The aromatic Laurus casts a gentle scent in the night air, as it cools from its bath in the day’s sun. In cities across the Mediterranean it grows in courtyards, and shady avenues. It’s leaves, shaped like the playing card suit of spades, have been used in traditional medicines. This usefulness and ubiquity may have been what caused it to be named daphne by the Ancient Greeks, after the mythic mountain nymph who was a Priestess of Mother Earth, or Gaia. The Laurus leaves are also strongly associated with victory and achievement, having been used to fashion wreaths in Ancient Greece to crown those who were of the highest status and accomplishment.
Understanding and being able to make use of our surroundings is a key component to a successful journey, enabling us to be aware of what is offered to us by Mother Nature, and show respect and restraint towards the natural world. The ancients relationship to Laurus was to use it for its medicinal properties, cultivate it for its scent, and to use it culturally and symbolically. This multi-purpose use of the natural world echoes what we have to learn about the tools we may find on the journeys we take.
Khepri Jade Necklace
Khepri is the name of the scarab beetle in Ancient Egypt. This was a revered creature, for its association with the cycle of life. As the scarab rolled its fertile ball along the dark banks of the Nile, so too does the sun roll across the horizon. The pendant represents the cyclic nature of time. It reminds us that birth is not a singular incident, but one that we undergo many times as we pass through the regenerative experiences of life’s journey. Here the pendant is set between radiant jade beads.

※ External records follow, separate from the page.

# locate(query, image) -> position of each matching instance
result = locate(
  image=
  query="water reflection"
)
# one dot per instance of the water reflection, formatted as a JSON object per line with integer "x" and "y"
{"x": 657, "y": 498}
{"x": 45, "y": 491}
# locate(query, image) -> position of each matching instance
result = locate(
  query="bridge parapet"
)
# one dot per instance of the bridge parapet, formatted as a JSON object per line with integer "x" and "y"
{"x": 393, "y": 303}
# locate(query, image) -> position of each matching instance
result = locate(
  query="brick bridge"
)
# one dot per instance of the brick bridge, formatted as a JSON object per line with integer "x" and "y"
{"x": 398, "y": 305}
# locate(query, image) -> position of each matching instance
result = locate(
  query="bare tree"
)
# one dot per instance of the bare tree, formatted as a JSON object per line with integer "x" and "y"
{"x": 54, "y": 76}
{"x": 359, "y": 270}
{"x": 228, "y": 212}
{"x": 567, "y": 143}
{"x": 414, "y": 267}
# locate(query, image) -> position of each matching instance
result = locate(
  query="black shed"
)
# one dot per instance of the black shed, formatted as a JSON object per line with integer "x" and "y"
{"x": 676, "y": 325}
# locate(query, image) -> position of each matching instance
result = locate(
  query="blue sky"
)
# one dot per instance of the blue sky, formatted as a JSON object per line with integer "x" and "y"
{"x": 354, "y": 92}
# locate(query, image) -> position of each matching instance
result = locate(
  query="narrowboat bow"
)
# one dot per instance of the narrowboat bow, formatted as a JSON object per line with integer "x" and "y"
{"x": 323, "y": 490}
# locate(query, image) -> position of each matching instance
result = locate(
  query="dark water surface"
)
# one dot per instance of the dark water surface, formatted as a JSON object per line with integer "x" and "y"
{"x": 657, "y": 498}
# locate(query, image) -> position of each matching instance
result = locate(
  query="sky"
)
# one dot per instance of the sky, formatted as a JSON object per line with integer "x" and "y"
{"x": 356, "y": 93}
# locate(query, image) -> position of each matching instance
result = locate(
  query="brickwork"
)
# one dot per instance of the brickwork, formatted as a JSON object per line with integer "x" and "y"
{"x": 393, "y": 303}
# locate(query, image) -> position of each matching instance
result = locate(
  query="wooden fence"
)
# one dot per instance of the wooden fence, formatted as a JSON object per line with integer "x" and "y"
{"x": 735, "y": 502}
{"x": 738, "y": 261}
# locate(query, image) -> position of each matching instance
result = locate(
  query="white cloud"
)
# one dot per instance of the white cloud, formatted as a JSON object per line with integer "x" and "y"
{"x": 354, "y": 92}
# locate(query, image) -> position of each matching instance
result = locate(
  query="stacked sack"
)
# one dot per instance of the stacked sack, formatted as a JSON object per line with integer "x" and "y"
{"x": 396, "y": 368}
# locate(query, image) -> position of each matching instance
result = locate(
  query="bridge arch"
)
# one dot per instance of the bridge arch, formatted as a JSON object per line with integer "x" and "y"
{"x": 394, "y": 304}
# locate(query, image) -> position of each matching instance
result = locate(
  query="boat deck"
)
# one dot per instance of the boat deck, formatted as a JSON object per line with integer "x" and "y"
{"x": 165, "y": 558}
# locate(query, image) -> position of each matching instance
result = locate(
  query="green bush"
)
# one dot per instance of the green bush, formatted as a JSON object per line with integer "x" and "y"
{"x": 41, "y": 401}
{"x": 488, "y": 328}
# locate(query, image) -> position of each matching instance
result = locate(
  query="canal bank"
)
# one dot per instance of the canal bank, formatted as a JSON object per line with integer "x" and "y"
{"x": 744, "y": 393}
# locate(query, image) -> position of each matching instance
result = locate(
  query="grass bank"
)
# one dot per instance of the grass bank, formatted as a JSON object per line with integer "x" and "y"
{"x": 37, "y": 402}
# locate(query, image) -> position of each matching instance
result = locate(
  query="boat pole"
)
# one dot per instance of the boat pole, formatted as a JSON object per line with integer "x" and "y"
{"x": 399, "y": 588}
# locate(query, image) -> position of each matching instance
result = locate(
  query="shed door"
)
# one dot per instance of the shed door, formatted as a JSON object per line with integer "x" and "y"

The wisest Wanderer does not go alone, but seeks help from, and seeks to help, those around them. This way, the journey is not only about the soil we tread, or the miles we pass, but the connections and learning we create on the road. The recognition of the regenerative properties of life, remind us that we may begin wandering on our own journey, and later have the wisdom to assist another on theirs, all life being cycle as the scarab's path.
Caria was the capital city of Halicarnassus, an ancient metropolis that was both a part of Ancient Greece, and Persia. It was ruled over by Artemisia and her husband, Mausolus. They were not only co-regents, but passionately in love. When Mausolus died, Artemisia was so heart broken that she constructed a “mausoleum” in his honor - the most architecturally audacious and awe-inspiring tomb of all time. The Mausoleum of Halicarnassus became one of the seven wonders of the world, according to the original writer of that list, Antipater of Sidon.
Sometimes it is not ones own journey that needs to be defined, but another's, and this offers other opportunities for growth, in understanding how we can best care for, and act on behalf of others. A wanderer's journey has an end point, but it is at this point that another must take up the mantle, to continue their explorations and their thinking, to honour their memory, and to preserve the journey for the next generation.
Each new item here speaks to a wandering heart, telling the tale of cities, times, and ideas that, despite being far flung, whisper to our inner selves.